Google aspires to create displays that bind together

Oct 6, 2014 09:05 GMT  ·  By

Google is quite an ambitious company and most of its outlandish plans come from the Google X Labs, the place that gave us Google Glass, the driverless cars, the delivery drones and the Wi-Fi balloons. The company’s next endeavor is in the giant TV world.

The Wall Street Journal reports that the company is currently developing a display composed of smaller screens that plug together to create a seamless image. This means that the screen could be put together in different sizes and shapes, but still display the image correctly and without the annoying black border we’ve all seen on so many occasions.

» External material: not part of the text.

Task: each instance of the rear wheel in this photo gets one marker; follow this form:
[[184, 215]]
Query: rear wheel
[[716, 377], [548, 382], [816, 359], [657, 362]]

While Google hasn’t exactly come out and boasted about its new plans, three people familiar with the project said that the company has put Mary Lou Jepsen in charge of the project. Jepsen is a former MIT professor that helped found the One Laptop Per Child project, which seeks to deliver cheap laptops to millions of children around the world.

After co-founding three startups around display technology, she has been hired by Google to head the display division inside Google X, leading a team that includes engineers from Samsung Electronics, Qualcomm and other major companies.

The bigger the modules, the bigger the problems

Even with the anonymous sources, there aren’t many details about the project. The size of the modules, for instance, is not known, or even why Google is interested in such a project.

There are already a few large TV screens on the market, including some that have a diagonal of 110 inches, but they’re extremely expensive. Furthermore, Google’s plans seem to indicate that it wants to do more than use its screen technology for regular TVs, especially since there’s no need for such a product in people’s homes.

Google’s X Labs are reportedly trying to figure out how to make display modules that seamlessly bind together since even the widest screens nowadays have at least some bezel, not to mention the actual border of the device.

“The big challenge is to electronically, and through software, do the stitching between the seams,” one person told the Wall Street Journal. In order to solve this puzzle, Google is trying to recruit more display experts.

It seems like Google has some competition in Microsoft Corp, who has also been working on large display technology for the past couple of years. Even so, they don’t seem to have come up with much, or at the very least, they haven’t made anything public just yet.